Ici
de Richard McGuire

critiqué par Blue Boy, le 27 avril 2015
(Saint-Denis - - ans)


La note:  étoiles
Ici c'est ailleurs aussi
Comment écrire une histoire à partir d’une image fixe, celle d’un lieu quelconque, une simple pièce avec une fenêtre et une cheminée ? C’est le pari fou de Richard McGuire, qui parvient à nous surprendre au-delà de nos attentes dans cette formidable évocation de la fugacité des choses et des êtres.

L’auteur, Richard McGuire n’est pas à proprement parler un auteur de BD, mais plutôt un artiste touche-à-tout dans des domaines allant du design aux livres pour enfants, en passant par la musique ou le cinéma d’animation.

Avec « Ici », c’est un ballet époustouflant des habitants et des objets de ce lieu à travers les âges qui nous est proposé, nous renvoyant à notre propre insignifiance, et posant avec acuité la question de la mémoire, à l’échelle de l’individu ou de l’humanité entière. A travers les 300 pages de cet OVNI, passé, présent et futur se rejoignent et tapent la discute dans ce salon, personnage principal de cette histoire élaborée comme une symphonie ou une suite de collages dadaïstes.

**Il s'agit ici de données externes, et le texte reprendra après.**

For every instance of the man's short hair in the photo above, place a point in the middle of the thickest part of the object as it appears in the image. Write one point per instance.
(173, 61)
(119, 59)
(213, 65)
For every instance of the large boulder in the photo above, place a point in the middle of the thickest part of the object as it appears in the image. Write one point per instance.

Les dialogues sont secondaires, se diluant tel un étrange bruit de fond dépourvu de logique, comme dans un rêve éveillé, mais font pourtant sens, interrogeant les clichés d’un passé lointain voire antédiluvien, d’un présent terre à terre ou d’un futur hypothétique. Par une superposition des temporalités, les images les plus inattendues virevoltent et s’entrechoquent, entre elles ou avec les textes, provoquant chez le lecteur un tournis métaphysique jubilatoire qui agit à la manière d’une drogue et fait qu’on ne peut plus lâcher l’objet. Parfois, on se surprend même, comme à la fête foraine, à s’esclaffer comme si l’on était à bord d’une machine à remonter le temps hors de contrôle, ou d’un bateau à bascule dont les freins auraient lâché.

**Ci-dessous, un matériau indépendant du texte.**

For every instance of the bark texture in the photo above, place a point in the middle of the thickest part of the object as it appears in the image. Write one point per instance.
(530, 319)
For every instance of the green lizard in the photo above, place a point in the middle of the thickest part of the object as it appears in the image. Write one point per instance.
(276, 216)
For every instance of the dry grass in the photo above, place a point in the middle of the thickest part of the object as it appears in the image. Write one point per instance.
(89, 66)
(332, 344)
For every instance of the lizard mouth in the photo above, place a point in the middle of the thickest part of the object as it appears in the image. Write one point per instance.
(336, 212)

A l’évidence, Richard McGuire est davantage un graphiste qu’un dessinateur. Personnages, objets et autres éléments du décor sont représentés avec des styles disparates, dépersonnalisés, comme pour en souligner le caractère évanescent. A certains moments, on est plus dans le crayonné, à d’autres carrément dans l’impressionnisme. Parfois, les dessins ressemblent à des photos retravaillées aux contours à peine visibles. Mais l’ensemble reste cohérent et agréable visuellement, le choix des couleurs pastels apporte une touche apaisante à cette frénésie narrative. Très clairement, si l’ouvrage a un pied dans la BD, l’autre se situe dans la pure création artistique.

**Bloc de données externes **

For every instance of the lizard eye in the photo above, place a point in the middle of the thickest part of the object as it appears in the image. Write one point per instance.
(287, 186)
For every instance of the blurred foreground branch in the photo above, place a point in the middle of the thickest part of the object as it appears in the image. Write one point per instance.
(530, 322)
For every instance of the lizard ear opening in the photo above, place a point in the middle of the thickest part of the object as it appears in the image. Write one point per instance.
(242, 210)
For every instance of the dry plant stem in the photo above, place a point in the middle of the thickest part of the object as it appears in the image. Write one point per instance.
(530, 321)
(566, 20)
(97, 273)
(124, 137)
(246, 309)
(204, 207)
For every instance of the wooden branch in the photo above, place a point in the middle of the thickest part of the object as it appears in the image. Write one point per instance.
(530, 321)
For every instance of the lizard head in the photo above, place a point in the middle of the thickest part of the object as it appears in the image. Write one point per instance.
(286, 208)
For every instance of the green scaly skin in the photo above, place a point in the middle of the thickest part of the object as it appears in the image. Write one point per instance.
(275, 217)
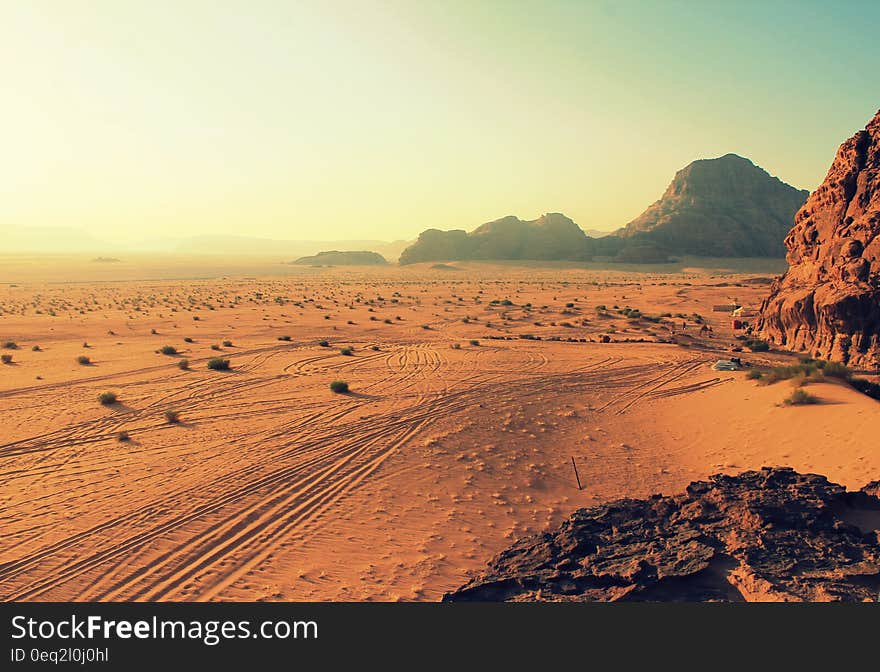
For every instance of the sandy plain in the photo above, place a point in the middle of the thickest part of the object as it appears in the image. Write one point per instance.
(457, 436)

« Ici » ne se lit pas. « Ici » se vit, telle une expérience sensorielle, et malgré l’immobilisme suggéré par le titre, nous emmène vraiment ailleurs, très très loin de notre ici rétréci. Avec cette production expérimentale, Gallimard a déniché rien de moins qu’un chef d’œuvre. A bon entendeur !
Un OVNI de la bd. 8 étoiles

L'intérêt du Festival d’Angoulême est de donner un éclairage sur des œuvres que je n'aurais sans nul doute jamais lues. Par le passé, j'avais découvert "5000 kilomètres par seconde" de Manuele Fior ou encore "Pinocchio" de Winshluss,que j'avais adoré.
Malgré mes nombreuses lectures, je n'avais pas encore entendu parler de Ici de Richard McGuire,qui a obtenu le fauve d'Or cette année.
Je me suis donc précipité chez mon libraire pour découvrir ce véritable OVNI. Est-ce une bande dessinée ou un exercice de style qui s'étend sur près de 300 pages ? Au lecteur de juger.
Dans cet ouvrage, pas de personnage principal mais un lieu (un séjour), pas d'intrigue mais le temps, le temps qui passe, de la création de la terre à l'an 2200, ce qui n'est pas pour rappeler un livre comme "Alpha... directions".
En découvrant au fil des pages, l'évolution de cette pièce à travers les âges, je ne me suis pas ennuyé une seconde. C'est habilement amené, et en n'optant pas justement pour un ordre chronologique, Richard McGuire joue avec le lecteur.
Les dessins sont certes tirés au cordeau et rappellent un peu celui de Chris Ware.
Un album très original, qui peut se relire à l'infini tant les détails changent presque à chaque page (un tableau, le papier peint, le mobilier etc.)
J'avoue que cet ouvrage ne trouvera pas un large public, mais je vous invite à le découvrir tant il tranche avec la production actuelle.